As suggested in create-service-per-pod-in-statefulset, one could create services like
{{- range $i, $_ := until 3 -}}
---
apiVersion: v1
kind: Service
metadata:
annotations:
service.alpha.kubernetes.io/tolerate-unready-endpoints: "true"
io.cilium/global-service: 'true'
service.cilium.io/affinity: "remote"
labels:
app.kubernetes.io/component: cockroachdb
app.kubernetes.io/instance: dbs
app.kubernetes.io/name: cockroachdb
name: dbs-cockroachdb-remote-{{ $i }}
namespace: dbs
spec:
ports:
- name: grpc
port: 26257
protocol: TCP
targetPort: grpc
- name: http
port: 8080
protocol: TCP
targetPort: http
selector:
app.kubernetes.io/component: cockroachdb
app.kubernetes.io/instance: dbs
app.kubernetes.io/name: cockroachdb
statefulset.kubernetes.io/pod-name: cockroachdb-{{ $i }}
type: ClusterIP
clusterIP: None
publishNotReadyAddresses: true
---
kind: Service
apiVersion: v1
metadata:
name: dbs-cockroachdb-public-remote-{{ $i }}
namespace: dbs
labels:
app.kubernetes.io/component: cockroachdb
app.kubernetes.io/instance: dbs
app.kubernetes.io/name: cockroachdb
annotations:
io.cilium/global-service: 'true'
service.cilium.io/affinity: "remote"
spec:
ports:
- name: grpc
port: 26257
protocol: TCP
targetPort: grpc
- name: http
port: 8080
protocol: TCP
targetPort: http
selector:
app.kubernetes.io/component: cockroachdb
app.kubernetes.io/instance: dbs
app.kubernetes.io/name: cockroachdb
{{- end -}}
So that they resemble the original service.discovery and service.public
However, despite the presence of cilium annotations
io.cilium/global-service: 'true'
service.cilium.io/affinity: "remote"
services look bound to the local k8s cluster, resulting in CockroachDB consisting of 3 instead of 6 nodes. (3 in cluster A + 3 in cluster B)

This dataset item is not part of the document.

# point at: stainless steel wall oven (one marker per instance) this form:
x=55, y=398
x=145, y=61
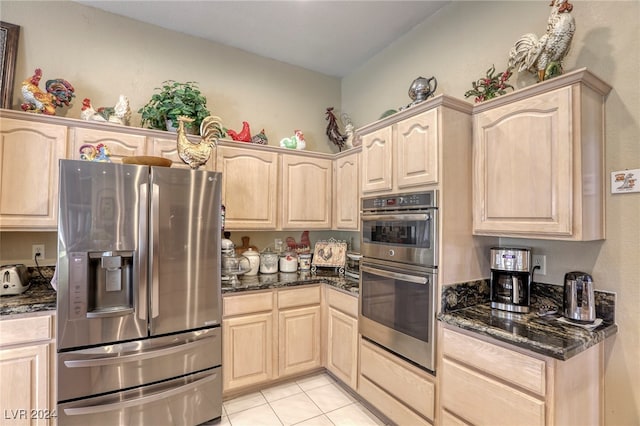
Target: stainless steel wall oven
x=398, y=275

It does not matter how which service (dbs-cockroachdb-public-remote-X
, or dbs-cockroachdb-remote-X
) I use in my --join
command overwrite
join:
- dbs-cockroachdb-0.dbs-cockroachdb.dbs:26257
- dbs-cockroachdb-1.dbs-cockroachdb.dbs:26257
- dbs-cockroachdb-2.dbs-cockroachdb.dbs:26257
- dbs-cockroachdb-public-remote-0.dbs:26257
- dbs-cockroachdb-public-remote-1.dbs:26257
- dbs-cockroachdb-public-remote-2.dbs:26257
The result is the same, 3 nodes instead of 6.
Any ideas?
Apparently due to 7070, patching CoreDNS ConfigMap is the most reasonable thing we can do. In the comments of that bug, an article is mentioned, that provides additional context.
My twist to this story is that I updated the config map with kubernetes plugin config:
apiVersion: v1
data:
Corefile: |-
saturn.local {
log
errors
kubernetes saturn.local {
endpoint https://[ENDPOINT]
kubeconfig [PATH_TO_KUBECONFIG]
}
}
rhea.local {
...
So that I could resolve other names as well.
In my setup, each cluster has its own domain.local
. PATH_TO_KUBECONFIG
is a plane kubeconfig file. Generic secret has to be created in kube-system
namespace and the secret volume has to be mounted under coredns deployment.